Une fois que la suramine a éliminé les obstacles au développement, les avantages de l'orthophonie, de l'ergothérapie, de l'analyse comportementale appliquée et même des jeux avec d'autres enfants pendant la récréation à l'école ont monté en flèche. La suramine était synergique avec leurs autres thérapies.

Naviaux et ses collègues ne pensent pas que la CDR soit la cause des TSA, mais plutôt un facteur précipitant qui se combine avec d'autres éléments, tels que la génétique ou les toxines environnementales. Et la suramine, à ce stade, n'est pas la réponse ultime.

Contrairement au traitement de la maladie du sommeil africaine, qui implique des doses multiples et plus élevées de suramine sur une période donnée et entraîne fréquemment un certain nombre d'effets secondaires indésirables allant de la nausée et de la diarrhée à l'hypotension artérielle et aux problèmes rénaux, les chercheurs ont déclaré que la dose unique et faible de suramine utilisée dans l'essai sur les TSA n'a produit aucun effet secondaire grave au-delà d'une éruption cutanée passagère.

Mais le bénéfice thérapeutique de la suramine a été temporaire: les améliorations des fonctions cognitives et des comportements des garçons traités ont atteint un sommet puis s'estompent progressivement après plusieurs semaines à mesure que la dose unique de suramine s'estompait.

Naviaux estime que le principal résultat de l'essai est qu'il indique la voie à suivre, que la suramine devrait être testée dans des cohortes plus grandes et plus diversifiées de personnes atteintes de TSA.

«Ce travail est nouveau et ce type d'essai clinique est coûteux», a-t-il déclaré. «Nous n'avions pas assez de financement pour mener une étude plus large.
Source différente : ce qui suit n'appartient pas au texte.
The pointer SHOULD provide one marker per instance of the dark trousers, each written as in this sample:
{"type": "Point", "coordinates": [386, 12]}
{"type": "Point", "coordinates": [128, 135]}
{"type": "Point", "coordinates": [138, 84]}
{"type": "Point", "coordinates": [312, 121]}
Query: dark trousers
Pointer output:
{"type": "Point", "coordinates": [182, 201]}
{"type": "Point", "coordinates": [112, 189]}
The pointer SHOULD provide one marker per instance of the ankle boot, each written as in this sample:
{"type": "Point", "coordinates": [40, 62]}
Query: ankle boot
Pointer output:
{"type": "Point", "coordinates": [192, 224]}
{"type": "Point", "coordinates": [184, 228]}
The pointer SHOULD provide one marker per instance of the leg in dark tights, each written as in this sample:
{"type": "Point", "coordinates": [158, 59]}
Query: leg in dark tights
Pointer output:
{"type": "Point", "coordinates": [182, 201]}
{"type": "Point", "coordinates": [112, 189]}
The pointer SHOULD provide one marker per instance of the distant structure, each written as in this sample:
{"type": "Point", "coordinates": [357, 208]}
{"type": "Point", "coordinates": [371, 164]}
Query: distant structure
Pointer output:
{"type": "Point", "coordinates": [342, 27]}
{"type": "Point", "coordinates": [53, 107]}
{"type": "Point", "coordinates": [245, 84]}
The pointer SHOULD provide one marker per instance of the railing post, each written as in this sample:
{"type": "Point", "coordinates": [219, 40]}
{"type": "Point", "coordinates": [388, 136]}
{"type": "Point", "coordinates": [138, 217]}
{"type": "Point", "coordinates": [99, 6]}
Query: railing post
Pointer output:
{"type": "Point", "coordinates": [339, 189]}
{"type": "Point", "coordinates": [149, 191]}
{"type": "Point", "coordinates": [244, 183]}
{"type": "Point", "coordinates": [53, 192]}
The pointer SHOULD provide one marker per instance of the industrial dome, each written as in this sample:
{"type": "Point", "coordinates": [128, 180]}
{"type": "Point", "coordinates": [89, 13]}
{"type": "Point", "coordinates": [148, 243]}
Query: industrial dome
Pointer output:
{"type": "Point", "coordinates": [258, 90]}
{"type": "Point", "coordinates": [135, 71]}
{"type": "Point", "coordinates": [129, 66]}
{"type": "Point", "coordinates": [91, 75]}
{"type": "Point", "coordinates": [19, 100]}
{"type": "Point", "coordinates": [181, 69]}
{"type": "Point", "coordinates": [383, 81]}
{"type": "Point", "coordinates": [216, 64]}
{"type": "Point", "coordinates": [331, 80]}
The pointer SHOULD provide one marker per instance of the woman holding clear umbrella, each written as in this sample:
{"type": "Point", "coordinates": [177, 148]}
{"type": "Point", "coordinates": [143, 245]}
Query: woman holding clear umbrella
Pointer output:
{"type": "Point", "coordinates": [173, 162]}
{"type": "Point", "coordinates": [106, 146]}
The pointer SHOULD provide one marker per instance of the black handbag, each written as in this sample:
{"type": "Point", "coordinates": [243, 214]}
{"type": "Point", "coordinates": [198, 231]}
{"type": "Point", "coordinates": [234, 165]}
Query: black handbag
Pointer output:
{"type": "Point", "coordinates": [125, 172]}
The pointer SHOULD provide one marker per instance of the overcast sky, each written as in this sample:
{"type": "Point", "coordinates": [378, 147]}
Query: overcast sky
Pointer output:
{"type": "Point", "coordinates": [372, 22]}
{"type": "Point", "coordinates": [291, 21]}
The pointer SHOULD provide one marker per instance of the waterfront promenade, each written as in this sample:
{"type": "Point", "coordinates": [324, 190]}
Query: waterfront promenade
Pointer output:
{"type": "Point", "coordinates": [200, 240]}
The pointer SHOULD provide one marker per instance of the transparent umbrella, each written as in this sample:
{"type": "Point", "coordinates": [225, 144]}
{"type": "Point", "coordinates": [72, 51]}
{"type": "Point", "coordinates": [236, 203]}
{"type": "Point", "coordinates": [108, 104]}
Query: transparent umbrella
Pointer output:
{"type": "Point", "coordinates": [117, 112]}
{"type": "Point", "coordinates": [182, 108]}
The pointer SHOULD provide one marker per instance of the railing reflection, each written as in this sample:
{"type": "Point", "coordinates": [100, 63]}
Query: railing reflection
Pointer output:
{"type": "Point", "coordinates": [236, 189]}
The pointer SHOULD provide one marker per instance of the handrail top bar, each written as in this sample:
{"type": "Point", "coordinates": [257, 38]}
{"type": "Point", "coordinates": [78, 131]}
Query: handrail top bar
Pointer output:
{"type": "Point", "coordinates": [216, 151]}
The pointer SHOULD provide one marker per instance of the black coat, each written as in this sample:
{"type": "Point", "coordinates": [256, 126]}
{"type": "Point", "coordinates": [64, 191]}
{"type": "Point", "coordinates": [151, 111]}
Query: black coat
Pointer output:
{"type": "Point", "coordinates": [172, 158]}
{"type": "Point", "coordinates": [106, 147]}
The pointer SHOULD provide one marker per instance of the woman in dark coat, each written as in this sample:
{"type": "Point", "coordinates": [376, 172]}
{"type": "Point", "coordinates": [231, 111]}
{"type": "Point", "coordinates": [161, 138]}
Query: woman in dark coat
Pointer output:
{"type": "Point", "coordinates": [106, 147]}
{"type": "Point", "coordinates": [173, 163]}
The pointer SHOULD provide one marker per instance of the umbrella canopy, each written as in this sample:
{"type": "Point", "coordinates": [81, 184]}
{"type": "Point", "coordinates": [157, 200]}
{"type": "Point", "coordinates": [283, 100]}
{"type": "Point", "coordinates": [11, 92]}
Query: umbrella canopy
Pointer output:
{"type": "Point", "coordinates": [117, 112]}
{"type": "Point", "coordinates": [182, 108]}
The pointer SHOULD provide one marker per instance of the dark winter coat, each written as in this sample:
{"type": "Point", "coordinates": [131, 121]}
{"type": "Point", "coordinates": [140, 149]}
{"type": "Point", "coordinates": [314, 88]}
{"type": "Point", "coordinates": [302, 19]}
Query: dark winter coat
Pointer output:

Et même avec les fonds que nous avons pu réunir, nous avons dû payer une dette de 500 000 $ pour terminer l'essai. »

Des essais plus importants et plus longs comprendraient des doses multiples de suramine sur des périodes plus longues, permettant aux chercheurs de déterminer si les améliorations se poursuivent ou si des effets secondaires rares apparaissent lorsque le nombre de participants est plus élevé.

Andrew W. Zimmerman, MD, professeur clinique de pédiatrie et de neurologie à l'UMass Memorial Medical Center qui n'a pas participé à l'essai sur la suramine mais qui mène des recherches similaires, a décrit les résultats de l'étude comme «très encourageants pour le domaine de l'autisme, non seulement pour les effets positifs de la suramine pour les enfants qui ont reçu le médicament, mais aussi pour la confirmation de l'importante «réponse au danger cellulaire».

«Comme le soulignent les auteurs, de nombreuses variantes génétiques ont été trouvées dans les TSA, mais peu ont conduit à des traitements spécifiques. Le CDR comprend un certain nombre de voies métaboliques qui peuvent être affectées par un certain nombre de mutations génétiques ou par des facteurs environnementaux qui ont des effets épigénétiques - au-delà des gènes eux-mêmes. "

La Food and Drug Administration n'a approuvé la suramine pour aucun usage thérapeutique aux États-Unis. Il n'est pas disponible dans le commerce.

Naviaux a noté que de nouveaux essais pourraient prouver que la suramine n'est pas un traitement efficace des TSA. Ses avantages peuvent s'avérer trop limités à long terme, a-t-il déclaré, ou un problème de sécurité inacceptable pourrait survenir.

Mais «même si la suramine elle-même n'est pas le meilleur médicament antipurinergique pour l'autisme, nos études ont contribué à ouvrir la voie au développement de nouveaux médicaments antipurinergiques qui pourraient être encore meilleurs», a déclaré Naviaux. «Avant nos travaux, personne ne savait que les anomalies de signalisation purinergiques faisaient partie de l'autisme. Maintenant, nous le faisons, et de nouveaux médicaments peuvent être développés de manière rationnelle et systématique. »

Levitt à l'USC était d'accord. «L'étude pilote sur la suramine est trop petite pour tirer des conclusions spécifiques sur le traitement, mais il ne fait aucun doute que l'étude pilote rapporte des résultats positifs pour les cinq enfants qui ont reçu le médicament.

Les résultats fournissent une solide justification pour développer une étude plus large qui peut sonder plus en profondeur les améliorations fonctionnelles chez les enfants.